Even if I am not the most outwardly agressive person, I admit I do sometimes think of business as war. Or at the very least, as a zero-sum game – where there must be a winner and a loser. I start to believe there isn’t enough to go around. I belittle and blame others for their own suffering – it must be their own fault they’re unable to find their way out of whatever problems they face. And, if I look inwardly, I am shocked to discover a core belief that others are somehow separate from me, disconnected, that we are not all part of a whole.

As Keen says elsewhere “we have to stop pretending that we can make a living at something that is trivial or destructive and still have sense of legitimate self-worth”. Destructive livings are bad for self-worth; they’re also bad for the world.

So what’s the alternative? There is a new world out there. It’s coming soon. A world where a different type of business exists. A world where co-operation and the win-win game are the only game in town. Where we all recognise that we are all connected, that we all share this one world.

How does business operate in that new world? For me, it’s beyond democracy. It’s even beyond caring. It’s about giving. And business is just a framework, a way of working, that gives real results to the people it serves. All of us.


2 Comments

Is it just about winning?

For a little distraction today, I went to a NESTA funded conference in London on innovation. Bob Geldof was there and was really cogent and inspiring. I suspect he always is but I hadn’t seen him speak before.

Gordon Brown seemed a little less in touch with the mood of the conference, I felt. He suggested (rightly) that innovation is about people; but I think he missed the point when he suggested that innovation was all about success for Britain in a very competitive global market place.

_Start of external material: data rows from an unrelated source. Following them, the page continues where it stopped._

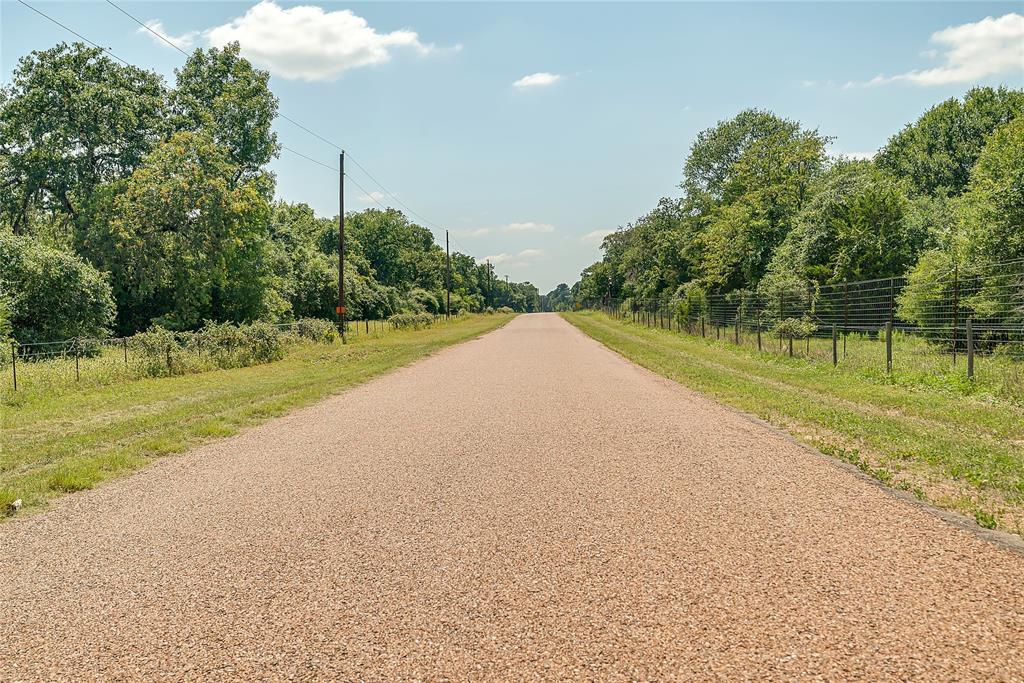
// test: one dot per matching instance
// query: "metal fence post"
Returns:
(889, 346)
(835, 346)
(955, 308)
(970, 348)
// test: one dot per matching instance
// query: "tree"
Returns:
(71, 121)
(936, 153)
(748, 191)
(51, 295)
(220, 93)
(992, 208)
(855, 227)
(186, 243)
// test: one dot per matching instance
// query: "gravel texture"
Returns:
(524, 506)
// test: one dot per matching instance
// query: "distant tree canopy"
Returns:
(763, 205)
(139, 203)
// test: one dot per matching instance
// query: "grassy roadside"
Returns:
(69, 441)
(957, 451)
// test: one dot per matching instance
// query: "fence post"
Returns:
(970, 348)
(808, 314)
(955, 308)
(889, 346)
(835, 346)
(846, 314)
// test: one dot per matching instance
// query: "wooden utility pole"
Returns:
(341, 246)
(448, 258)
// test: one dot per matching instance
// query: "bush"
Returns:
(223, 345)
(316, 330)
(794, 328)
(411, 321)
(52, 295)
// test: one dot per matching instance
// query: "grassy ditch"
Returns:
(64, 441)
(950, 444)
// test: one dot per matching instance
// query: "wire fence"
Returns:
(963, 315)
(101, 360)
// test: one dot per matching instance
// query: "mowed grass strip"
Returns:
(958, 451)
(73, 440)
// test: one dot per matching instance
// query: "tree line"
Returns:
(126, 202)
(764, 206)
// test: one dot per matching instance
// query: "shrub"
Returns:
(316, 330)
(411, 321)
(794, 328)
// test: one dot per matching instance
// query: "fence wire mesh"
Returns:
(963, 315)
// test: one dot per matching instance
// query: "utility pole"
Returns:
(341, 246)
(448, 258)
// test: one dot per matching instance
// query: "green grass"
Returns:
(956, 444)
(74, 438)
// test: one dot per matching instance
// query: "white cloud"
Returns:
(537, 80)
(858, 156)
(520, 259)
(595, 237)
(527, 227)
(306, 42)
(184, 41)
(971, 52)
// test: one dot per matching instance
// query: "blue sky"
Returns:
(609, 95)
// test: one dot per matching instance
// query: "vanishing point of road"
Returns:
(524, 506)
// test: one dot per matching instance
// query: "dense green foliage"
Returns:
(114, 183)
(763, 206)
(48, 294)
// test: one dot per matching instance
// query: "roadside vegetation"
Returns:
(954, 443)
(71, 439)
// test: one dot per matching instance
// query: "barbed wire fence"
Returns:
(958, 317)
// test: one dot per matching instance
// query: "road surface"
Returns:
(527, 505)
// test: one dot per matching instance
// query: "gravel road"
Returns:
(524, 506)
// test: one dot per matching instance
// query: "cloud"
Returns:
(184, 41)
(510, 227)
(306, 42)
(537, 80)
(595, 237)
(527, 227)
(971, 52)
(858, 156)
(515, 260)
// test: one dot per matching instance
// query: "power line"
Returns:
(363, 168)
(302, 127)
(72, 31)
(146, 27)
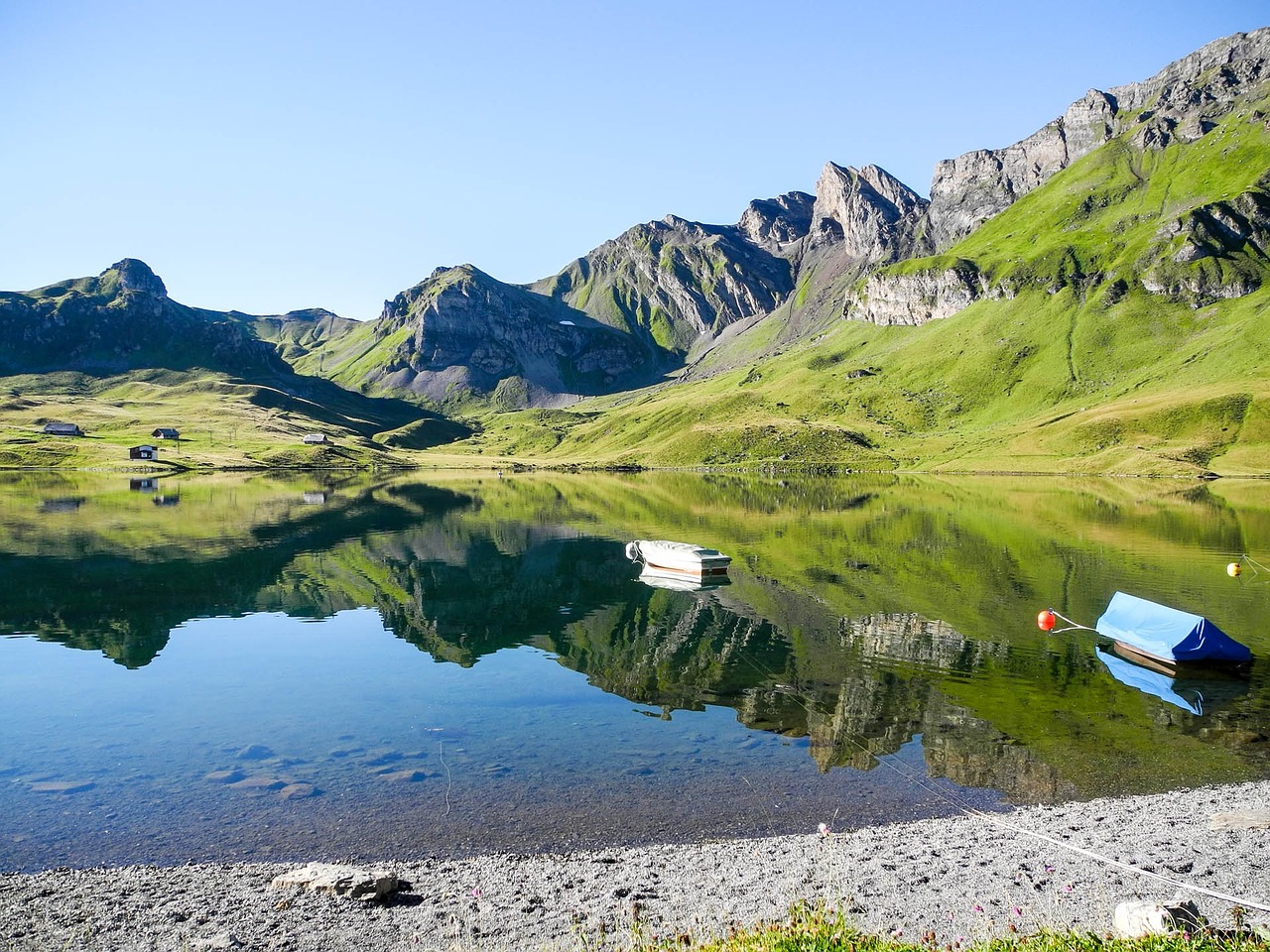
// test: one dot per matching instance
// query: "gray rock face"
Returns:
(119, 320)
(1139, 918)
(1179, 100)
(919, 298)
(136, 276)
(349, 881)
(778, 221)
(870, 213)
(1213, 252)
(471, 331)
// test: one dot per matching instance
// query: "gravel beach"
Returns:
(961, 879)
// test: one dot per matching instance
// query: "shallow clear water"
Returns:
(263, 669)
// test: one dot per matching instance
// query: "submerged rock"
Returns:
(347, 881)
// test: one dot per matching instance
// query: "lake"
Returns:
(226, 666)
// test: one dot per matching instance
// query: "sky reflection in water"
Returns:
(405, 669)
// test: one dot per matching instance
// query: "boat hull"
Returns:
(679, 558)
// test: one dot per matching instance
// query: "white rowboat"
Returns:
(679, 558)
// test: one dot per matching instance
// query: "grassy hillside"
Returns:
(1069, 362)
(223, 422)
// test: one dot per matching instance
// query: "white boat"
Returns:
(683, 560)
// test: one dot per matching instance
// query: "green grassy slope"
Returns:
(1070, 363)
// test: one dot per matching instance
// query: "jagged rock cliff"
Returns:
(774, 222)
(1182, 100)
(461, 333)
(867, 213)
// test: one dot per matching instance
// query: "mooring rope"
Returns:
(952, 800)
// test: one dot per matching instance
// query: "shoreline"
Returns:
(962, 879)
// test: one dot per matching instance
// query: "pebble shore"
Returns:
(956, 880)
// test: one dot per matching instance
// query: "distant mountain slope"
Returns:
(117, 339)
(1092, 298)
(461, 334)
(1112, 318)
(122, 320)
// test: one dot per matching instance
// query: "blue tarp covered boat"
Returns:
(1198, 692)
(1166, 634)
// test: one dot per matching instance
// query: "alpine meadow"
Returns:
(1089, 299)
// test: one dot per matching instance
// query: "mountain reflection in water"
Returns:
(867, 621)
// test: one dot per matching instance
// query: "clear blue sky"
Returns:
(268, 157)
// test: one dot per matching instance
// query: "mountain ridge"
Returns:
(1155, 194)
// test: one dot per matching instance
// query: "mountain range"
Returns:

I suppose as Prime Minister, you’d expect him to frame the problem that way. But if his advisors had been listening a bit more deeply they’d have heard several people in the audience, and on stage, say that this was a global problem, shared by all of us living on the planet. Not simply a national issue. Tim Berners-Lee (by video-link from CERN or somewhere), for example, was passionate about global cooperation and collaboration. So was just about everyone else I heard.

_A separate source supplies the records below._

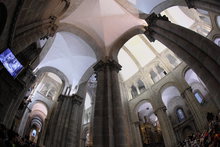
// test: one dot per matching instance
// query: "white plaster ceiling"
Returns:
(105, 20)
(140, 52)
(169, 93)
(71, 55)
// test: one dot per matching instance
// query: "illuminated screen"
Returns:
(9, 61)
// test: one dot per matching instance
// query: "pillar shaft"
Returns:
(166, 127)
(110, 125)
(194, 108)
(64, 122)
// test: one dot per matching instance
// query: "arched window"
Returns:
(218, 21)
(141, 86)
(153, 76)
(161, 71)
(3, 17)
(173, 61)
(217, 41)
(198, 97)
(180, 114)
(133, 91)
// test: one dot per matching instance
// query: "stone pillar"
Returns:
(208, 5)
(166, 127)
(201, 54)
(194, 108)
(62, 131)
(23, 82)
(110, 125)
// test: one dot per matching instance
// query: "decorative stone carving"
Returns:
(190, 4)
(101, 65)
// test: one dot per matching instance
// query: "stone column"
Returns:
(62, 131)
(208, 5)
(110, 125)
(166, 127)
(193, 106)
(201, 54)
(25, 79)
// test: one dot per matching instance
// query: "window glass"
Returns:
(218, 21)
(217, 41)
(180, 114)
(198, 97)
(133, 91)
(141, 86)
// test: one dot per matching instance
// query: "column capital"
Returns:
(186, 89)
(148, 33)
(101, 65)
(77, 99)
(190, 3)
(152, 18)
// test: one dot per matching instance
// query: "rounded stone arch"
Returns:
(3, 16)
(42, 102)
(182, 108)
(167, 4)
(96, 44)
(32, 115)
(187, 131)
(135, 107)
(168, 84)
(60, 74)
(115, 48)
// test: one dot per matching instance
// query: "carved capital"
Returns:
(67, 2)
(52, 19)
(101, 65)
(148, 33)
(190, 3)
(151, 19)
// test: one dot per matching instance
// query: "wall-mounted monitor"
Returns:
(10, 62)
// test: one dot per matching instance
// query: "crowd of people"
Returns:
(9, 138)
(208, 138)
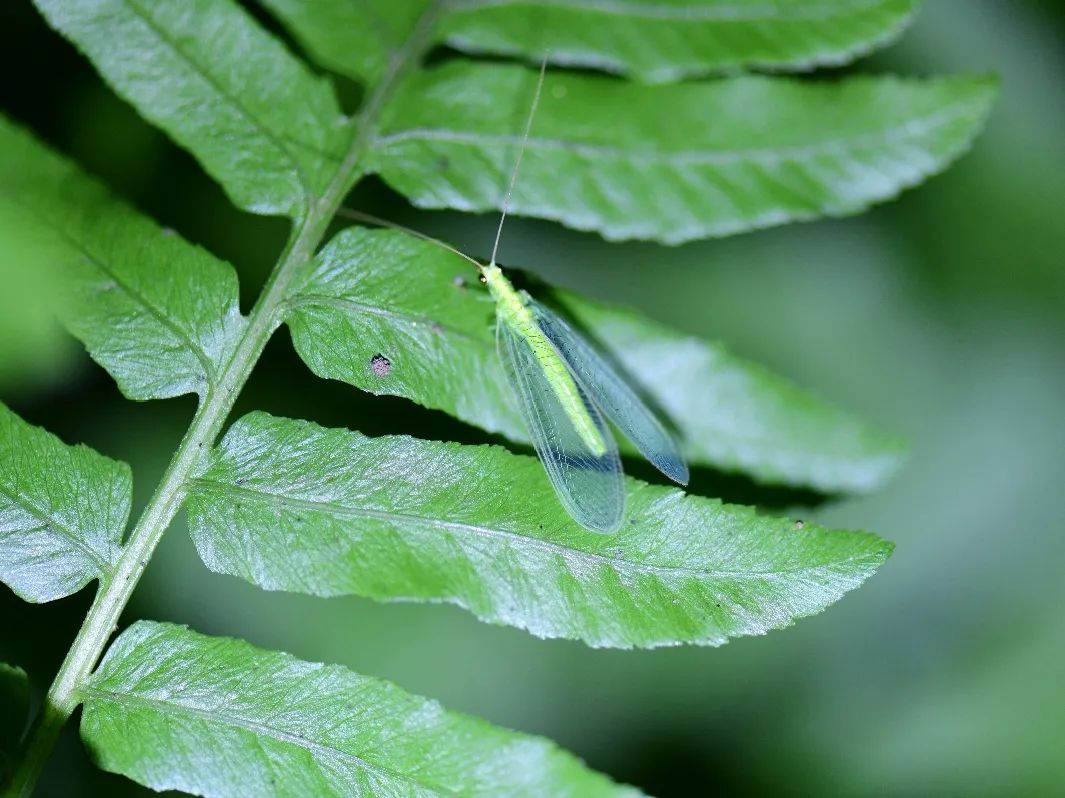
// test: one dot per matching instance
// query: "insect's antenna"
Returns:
(372, 220)
(521, 152)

Competition clearly plays a role in business. But most of the time I think collaboration is just as important – if not more so. Creativity in business requires collaboration. So does implementation of anything more complex than making a cup of tea.

In the afternoon I went to a break-out group about climate change, etc, hosted by the very, very reasonable David King (ex Government Chief Scientifc Advisor). On the panel were David Puttnam (a bit less reasonable, and therefore to me, more fun), Fiona Harvey (Environment Correspondent at the FT), Jeremy Leggett (CEO, Solar Century) and Juliet Davenport (CEO, Good Energy).

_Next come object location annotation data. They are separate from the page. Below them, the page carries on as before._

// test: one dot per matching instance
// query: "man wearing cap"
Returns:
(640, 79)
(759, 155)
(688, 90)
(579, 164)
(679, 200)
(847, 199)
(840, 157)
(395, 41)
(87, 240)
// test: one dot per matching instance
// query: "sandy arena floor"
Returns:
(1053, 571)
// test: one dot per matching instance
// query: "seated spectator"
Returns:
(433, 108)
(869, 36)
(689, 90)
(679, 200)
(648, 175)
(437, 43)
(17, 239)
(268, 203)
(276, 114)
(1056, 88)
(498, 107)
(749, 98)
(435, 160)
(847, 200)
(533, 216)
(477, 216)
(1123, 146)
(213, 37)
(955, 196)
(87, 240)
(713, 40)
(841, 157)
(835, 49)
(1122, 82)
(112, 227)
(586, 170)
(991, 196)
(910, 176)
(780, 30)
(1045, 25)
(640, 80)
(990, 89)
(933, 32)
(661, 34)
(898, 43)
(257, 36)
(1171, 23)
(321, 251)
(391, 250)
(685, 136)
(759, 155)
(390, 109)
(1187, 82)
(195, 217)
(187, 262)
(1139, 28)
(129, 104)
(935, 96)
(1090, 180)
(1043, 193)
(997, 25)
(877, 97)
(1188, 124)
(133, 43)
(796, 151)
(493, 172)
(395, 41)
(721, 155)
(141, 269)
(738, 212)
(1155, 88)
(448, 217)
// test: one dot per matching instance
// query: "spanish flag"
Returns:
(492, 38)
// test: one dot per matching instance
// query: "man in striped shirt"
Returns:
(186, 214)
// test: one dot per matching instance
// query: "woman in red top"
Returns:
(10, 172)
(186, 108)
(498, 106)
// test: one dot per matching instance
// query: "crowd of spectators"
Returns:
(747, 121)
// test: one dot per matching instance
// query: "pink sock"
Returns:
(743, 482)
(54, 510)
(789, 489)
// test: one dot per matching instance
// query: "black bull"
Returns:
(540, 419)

All good stuff. Including the now standard question about “shall we just get started now and turn off the air-con?” (I have a lot of sympathy with this question). Lots of talk about World War II and how we had better gird our loins.

Perhaps it was watching the PM doing his very polished turn. Watching him tell his highly practised jokes. Being the entertainer. But I was left wondering something about all the speakers (including Sir Bob), and hence probably really about myself. Am I really more co-operative or really more competitive? Is my personal view of this different from what I say it is (when facilitating, coaching etc). Don’t I really just want to be the best?

And if I am not alone, how do we square this? The desperate need to collaborate when we are also desperately competitive creatures.